Marseille : un propriétaire a été condamné suite à une plainte de réfugiés syrien

Un couple de réfugiés avec ses six enfants avait été “évacué” après les effondrements de la rue d’Aubagne, à Marseille, France. C’était le 5 novembre 2018. Les parents de cette famille originaire de Syrie accusaient le propriétaire de l’immeuble, où ils logeaient jusque là, d’avoir bidouillé des faux documents afin d’éviter de supporter le coût de leur relogement à l’hôtel.

Il avait été présenté comme un “marchand de sommeil” sur les réseaux sociaux, par des gens qui avaient suivi l’affaire de cette famille syrienne. Et il avait été attaqué en justice non pour avoir été logées dans des conditions douteuses (Mediapart a parlé de “taudis” qu’il louait) mais pour le faux qui ne leur permettait pas d’être relogé, après l’écroulement et l’évacuation. Le propriétaire avait, semble-t-il profité de l’accident pour se séparer d’eux. Toutefois, au terme du procès qui vient de se terminer, la justice a donné raison aux réfugiés syriens.

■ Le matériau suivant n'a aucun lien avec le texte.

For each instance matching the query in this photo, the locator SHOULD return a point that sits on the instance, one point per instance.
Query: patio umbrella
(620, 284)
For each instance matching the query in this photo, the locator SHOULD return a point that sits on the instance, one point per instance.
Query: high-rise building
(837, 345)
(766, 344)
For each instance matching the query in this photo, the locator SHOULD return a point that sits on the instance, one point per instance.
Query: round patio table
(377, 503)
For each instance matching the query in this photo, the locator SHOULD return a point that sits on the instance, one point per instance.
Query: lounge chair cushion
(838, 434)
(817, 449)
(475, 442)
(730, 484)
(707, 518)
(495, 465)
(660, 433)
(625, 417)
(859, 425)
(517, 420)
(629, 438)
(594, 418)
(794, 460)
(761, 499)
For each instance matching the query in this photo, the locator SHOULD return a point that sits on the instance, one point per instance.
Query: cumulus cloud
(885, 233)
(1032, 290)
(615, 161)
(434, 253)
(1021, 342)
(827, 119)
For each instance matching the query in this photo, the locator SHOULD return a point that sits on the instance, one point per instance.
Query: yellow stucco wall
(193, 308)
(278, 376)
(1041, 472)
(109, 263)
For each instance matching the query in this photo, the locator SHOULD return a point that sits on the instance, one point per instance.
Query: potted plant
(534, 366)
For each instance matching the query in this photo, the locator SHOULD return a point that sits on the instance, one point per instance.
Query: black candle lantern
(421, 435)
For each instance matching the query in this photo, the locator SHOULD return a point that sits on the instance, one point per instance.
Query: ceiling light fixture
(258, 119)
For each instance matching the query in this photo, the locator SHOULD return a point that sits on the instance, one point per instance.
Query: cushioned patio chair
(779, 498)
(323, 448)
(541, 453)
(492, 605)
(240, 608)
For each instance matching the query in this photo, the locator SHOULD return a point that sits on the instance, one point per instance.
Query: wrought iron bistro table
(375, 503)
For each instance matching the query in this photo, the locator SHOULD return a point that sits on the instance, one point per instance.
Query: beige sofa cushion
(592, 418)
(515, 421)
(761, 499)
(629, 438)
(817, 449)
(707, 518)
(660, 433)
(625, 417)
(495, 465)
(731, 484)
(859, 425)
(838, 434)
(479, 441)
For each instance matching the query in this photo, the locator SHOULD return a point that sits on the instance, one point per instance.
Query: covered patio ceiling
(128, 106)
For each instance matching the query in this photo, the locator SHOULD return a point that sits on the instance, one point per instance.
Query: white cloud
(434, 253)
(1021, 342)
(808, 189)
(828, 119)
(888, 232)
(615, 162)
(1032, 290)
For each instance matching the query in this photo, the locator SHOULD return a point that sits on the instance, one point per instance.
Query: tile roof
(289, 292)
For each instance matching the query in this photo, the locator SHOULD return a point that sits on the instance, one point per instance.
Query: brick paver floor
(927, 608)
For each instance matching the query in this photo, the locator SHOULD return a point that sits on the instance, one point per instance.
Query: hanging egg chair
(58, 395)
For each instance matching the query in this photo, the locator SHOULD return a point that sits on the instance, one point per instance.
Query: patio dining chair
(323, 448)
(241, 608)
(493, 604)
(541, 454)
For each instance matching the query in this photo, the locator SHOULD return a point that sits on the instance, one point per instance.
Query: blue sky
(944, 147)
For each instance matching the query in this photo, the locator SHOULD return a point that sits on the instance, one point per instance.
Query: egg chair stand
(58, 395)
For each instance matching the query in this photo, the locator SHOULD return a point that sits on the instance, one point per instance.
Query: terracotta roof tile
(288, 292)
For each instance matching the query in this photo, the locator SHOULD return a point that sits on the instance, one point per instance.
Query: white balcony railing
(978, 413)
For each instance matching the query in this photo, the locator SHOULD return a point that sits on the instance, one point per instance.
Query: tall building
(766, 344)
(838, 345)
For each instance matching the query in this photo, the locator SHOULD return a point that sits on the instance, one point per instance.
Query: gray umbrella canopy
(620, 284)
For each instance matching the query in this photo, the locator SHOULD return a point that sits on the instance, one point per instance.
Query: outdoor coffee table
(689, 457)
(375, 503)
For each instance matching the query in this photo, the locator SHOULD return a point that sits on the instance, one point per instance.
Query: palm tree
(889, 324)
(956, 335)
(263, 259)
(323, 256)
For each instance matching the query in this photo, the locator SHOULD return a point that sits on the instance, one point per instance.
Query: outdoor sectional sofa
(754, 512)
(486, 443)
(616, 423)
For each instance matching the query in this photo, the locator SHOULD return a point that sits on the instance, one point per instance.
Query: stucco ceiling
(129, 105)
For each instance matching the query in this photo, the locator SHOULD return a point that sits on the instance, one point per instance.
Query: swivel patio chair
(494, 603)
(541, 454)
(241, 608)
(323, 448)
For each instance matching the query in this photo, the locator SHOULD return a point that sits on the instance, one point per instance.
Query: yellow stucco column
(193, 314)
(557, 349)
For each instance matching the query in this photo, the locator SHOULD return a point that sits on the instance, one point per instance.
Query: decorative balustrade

Le propriétaire a été lourdement condamné

Il y a deux semaines, après une longue audience, la juge des contentieux de la protection (qui est chargée, entre autres, des plaintes concernant les baux d’habitation) a établi que le document était un faux en comparant la signature du congé avec celle du père de famille. Le propriétaire a été lourdement condamné, en conséquence.